Dziewuszki ja właśnie robię już 3 pranie bo teściowa przysłała mi paczkę z Niemiec z ciuszkami małego i nie mogę się wyrobić....a jutro już w domciu mnie nie będzie a wole ja to zrobić bo mój Mąż jak pomiesza kolorki i jakieś się pofarbują to go ,,udusze":-D:-D he he, poszedł właśnie do sklepu po herbatniki, biszkopty i wody mineralne ech.... oby jutro w szpitalu po zbadaniu i KTG wyszły mi skurcze to będę cała :happy::happy:Trzymajcie za mnie kciuki bardzo was proszę:tak::tak: kochane jak będę mieć w szpitalu Wi-Fi to będę do was cały czas pisać na bb z fona, a jak nie to tylko pozostają eski :crazy::crazy: niestety.... :baffled:

Chciałam tylko pogratulować nowym mamusiom :)
Ja jutro idę do szpitala, pewnie cesarka jeszcze tego samego dnia a do domku jak zwykle po dniach 5.
Trzymajcie się dziewczyny i ródzcie szczęśliwie i szybko!


Magiczne kciuki zaciśnięte! :-) Czekamy na wieści!

Dziewczynki a mojego m coś opętało.. w przeciągu pół godziny zjadł wielki talerz pomidorowej z grzankami, talerz łazanek, rybe z puszki, pół kostki bialego sera, dwie brzoskwinie i je dalej.. może zbera siły na poród :szok::szok::szok:

Może jest w ciąży... ? ;-)Tak solidarnie z Tobą ;-)

temperatura znów poszła do góry :( 38,4 wezme apap może pomoże P chyba nawet nie przyznam sie bo on zaraz bedzie chciał mnie do szpitala zabierac.....

Asiek jak się czujesz? Nie chcę straszyć, ale z gorączką nie ma żartów - idź do lekarza!

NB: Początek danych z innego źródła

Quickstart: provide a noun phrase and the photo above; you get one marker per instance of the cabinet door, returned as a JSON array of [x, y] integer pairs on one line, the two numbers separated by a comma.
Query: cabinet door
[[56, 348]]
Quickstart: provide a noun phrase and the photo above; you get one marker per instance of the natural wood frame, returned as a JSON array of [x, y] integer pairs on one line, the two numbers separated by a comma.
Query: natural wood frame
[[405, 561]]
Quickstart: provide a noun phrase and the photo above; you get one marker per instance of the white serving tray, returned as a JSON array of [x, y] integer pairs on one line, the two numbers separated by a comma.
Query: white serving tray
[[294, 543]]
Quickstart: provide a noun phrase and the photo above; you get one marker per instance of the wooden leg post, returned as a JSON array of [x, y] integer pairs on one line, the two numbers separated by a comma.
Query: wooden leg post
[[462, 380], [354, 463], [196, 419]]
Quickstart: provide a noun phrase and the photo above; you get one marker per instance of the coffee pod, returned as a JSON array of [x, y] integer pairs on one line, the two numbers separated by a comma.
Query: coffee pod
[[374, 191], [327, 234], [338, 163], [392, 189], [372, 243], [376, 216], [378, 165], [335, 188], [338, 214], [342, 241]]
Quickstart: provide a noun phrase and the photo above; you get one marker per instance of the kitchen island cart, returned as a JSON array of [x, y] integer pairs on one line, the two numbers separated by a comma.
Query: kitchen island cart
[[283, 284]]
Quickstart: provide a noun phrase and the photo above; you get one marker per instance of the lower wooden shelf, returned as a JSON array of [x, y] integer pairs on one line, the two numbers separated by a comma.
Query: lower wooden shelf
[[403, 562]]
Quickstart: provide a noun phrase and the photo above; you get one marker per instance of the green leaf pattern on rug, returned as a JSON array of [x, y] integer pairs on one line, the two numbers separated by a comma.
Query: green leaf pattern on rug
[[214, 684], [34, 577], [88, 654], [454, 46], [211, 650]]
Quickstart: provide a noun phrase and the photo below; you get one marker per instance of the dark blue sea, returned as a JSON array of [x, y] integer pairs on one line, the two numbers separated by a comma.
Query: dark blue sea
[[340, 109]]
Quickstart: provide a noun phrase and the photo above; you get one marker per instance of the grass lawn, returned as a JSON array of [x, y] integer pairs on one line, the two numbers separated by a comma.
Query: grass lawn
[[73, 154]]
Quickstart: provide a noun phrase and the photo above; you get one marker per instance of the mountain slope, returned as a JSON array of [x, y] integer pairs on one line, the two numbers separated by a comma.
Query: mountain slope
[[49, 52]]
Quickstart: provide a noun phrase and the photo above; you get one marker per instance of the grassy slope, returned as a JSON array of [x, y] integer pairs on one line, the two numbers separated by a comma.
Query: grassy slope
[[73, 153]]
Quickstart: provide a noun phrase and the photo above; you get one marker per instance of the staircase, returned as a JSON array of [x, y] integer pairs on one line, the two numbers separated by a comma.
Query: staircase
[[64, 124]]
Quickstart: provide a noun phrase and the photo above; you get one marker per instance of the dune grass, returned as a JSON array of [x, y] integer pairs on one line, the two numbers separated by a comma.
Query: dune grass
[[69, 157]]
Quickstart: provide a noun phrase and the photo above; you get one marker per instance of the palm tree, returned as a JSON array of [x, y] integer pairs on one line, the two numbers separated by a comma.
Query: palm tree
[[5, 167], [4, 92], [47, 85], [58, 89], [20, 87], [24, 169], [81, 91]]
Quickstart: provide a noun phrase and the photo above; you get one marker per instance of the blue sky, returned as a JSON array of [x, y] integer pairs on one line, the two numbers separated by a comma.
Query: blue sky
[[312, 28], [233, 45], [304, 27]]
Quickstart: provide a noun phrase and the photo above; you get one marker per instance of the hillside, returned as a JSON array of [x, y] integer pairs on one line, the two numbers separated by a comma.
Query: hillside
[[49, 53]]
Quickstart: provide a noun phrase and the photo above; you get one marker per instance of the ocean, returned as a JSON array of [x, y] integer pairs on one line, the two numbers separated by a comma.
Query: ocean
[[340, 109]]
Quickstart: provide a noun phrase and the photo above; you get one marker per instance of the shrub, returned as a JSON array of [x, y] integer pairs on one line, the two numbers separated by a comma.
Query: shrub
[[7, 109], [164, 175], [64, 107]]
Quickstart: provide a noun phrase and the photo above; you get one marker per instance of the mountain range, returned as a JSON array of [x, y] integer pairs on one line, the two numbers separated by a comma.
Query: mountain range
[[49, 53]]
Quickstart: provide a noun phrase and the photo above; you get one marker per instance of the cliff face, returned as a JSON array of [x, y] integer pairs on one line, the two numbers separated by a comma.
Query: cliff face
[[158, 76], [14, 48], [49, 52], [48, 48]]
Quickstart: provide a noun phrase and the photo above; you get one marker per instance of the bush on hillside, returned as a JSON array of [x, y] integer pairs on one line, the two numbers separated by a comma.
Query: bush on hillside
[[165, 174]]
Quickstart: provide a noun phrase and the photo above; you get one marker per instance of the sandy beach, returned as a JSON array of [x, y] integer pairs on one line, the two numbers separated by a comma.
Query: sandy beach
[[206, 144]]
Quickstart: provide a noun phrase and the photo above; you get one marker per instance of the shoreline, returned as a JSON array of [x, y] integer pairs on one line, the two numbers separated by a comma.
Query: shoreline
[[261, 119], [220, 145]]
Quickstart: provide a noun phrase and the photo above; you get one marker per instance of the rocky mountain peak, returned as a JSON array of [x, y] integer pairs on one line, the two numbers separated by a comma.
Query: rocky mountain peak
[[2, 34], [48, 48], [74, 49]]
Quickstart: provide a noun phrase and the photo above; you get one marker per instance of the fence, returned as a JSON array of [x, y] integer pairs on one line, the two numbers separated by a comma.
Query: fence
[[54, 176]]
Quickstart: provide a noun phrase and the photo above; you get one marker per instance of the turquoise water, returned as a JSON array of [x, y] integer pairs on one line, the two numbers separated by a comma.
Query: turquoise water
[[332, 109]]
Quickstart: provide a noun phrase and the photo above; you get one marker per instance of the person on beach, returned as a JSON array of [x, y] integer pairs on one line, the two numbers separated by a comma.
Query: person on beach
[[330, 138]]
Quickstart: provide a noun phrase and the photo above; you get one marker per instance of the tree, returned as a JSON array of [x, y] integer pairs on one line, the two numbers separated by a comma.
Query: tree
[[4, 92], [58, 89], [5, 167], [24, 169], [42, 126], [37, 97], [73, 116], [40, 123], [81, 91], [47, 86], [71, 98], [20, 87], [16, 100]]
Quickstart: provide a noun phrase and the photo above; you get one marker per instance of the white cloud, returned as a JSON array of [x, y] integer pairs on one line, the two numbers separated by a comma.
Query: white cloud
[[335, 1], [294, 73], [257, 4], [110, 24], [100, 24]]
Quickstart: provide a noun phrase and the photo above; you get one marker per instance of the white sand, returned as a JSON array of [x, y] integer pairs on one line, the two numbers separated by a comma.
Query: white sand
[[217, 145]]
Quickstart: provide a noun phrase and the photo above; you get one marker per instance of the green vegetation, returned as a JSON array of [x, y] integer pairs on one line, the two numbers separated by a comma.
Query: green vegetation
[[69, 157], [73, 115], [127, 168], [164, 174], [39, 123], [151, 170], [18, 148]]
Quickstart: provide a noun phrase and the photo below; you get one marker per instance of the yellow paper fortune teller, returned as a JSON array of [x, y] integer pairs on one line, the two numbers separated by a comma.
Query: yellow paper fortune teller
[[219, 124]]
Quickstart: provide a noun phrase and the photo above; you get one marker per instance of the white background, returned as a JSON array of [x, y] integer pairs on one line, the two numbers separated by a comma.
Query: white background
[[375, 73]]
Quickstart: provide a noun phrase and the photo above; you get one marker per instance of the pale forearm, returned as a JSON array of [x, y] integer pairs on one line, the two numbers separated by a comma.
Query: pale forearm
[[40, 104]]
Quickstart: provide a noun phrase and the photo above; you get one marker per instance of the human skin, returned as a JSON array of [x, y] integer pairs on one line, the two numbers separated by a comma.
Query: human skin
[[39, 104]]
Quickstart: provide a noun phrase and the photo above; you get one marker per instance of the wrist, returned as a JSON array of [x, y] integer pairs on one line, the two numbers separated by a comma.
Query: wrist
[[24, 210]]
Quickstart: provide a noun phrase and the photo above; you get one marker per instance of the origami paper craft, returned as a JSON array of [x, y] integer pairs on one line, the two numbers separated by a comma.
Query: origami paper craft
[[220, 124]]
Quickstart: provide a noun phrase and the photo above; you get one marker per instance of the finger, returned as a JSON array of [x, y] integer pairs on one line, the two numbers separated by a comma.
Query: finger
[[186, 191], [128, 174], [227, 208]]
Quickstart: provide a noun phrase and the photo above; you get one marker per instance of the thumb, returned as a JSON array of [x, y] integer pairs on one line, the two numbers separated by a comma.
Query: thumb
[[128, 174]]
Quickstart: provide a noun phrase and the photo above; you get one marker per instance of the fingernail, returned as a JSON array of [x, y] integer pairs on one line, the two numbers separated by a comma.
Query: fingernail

Mi moja ginka mówiła, że jak będę chora i nie będzie gorączki, to mogę się kurować domowymi sposobami, ale jak się pojawi gorączka to do internisty! A u Ciebie jak widać nie spada, a rośnie!


Pisalam dzis o montazu drzwi w dniu jutrzejszym i wyobrazcie sobie, ze kolo byl juz dzis !!! ( oczywiscie wczesniej sie zapowiedzial telefonicznie ) i kryjowke sypialniana przed kotem mamy juz zapewniona :-) yuuhuuu... mam tylko nadzieje, ze nie bedzie w nie drapal i jakos niemilosiernie mialczal.

Dagna
- a jak Twoja sprawa z polkami - zjawil sie dziad? U mnie nawet okazalo sie, ze Pan montazowy jest bardzo sympatyczny i dokladny... a jak sie spocil to ladnie pachnialo - chyba mial jakis super antyperspirant :-) hehe...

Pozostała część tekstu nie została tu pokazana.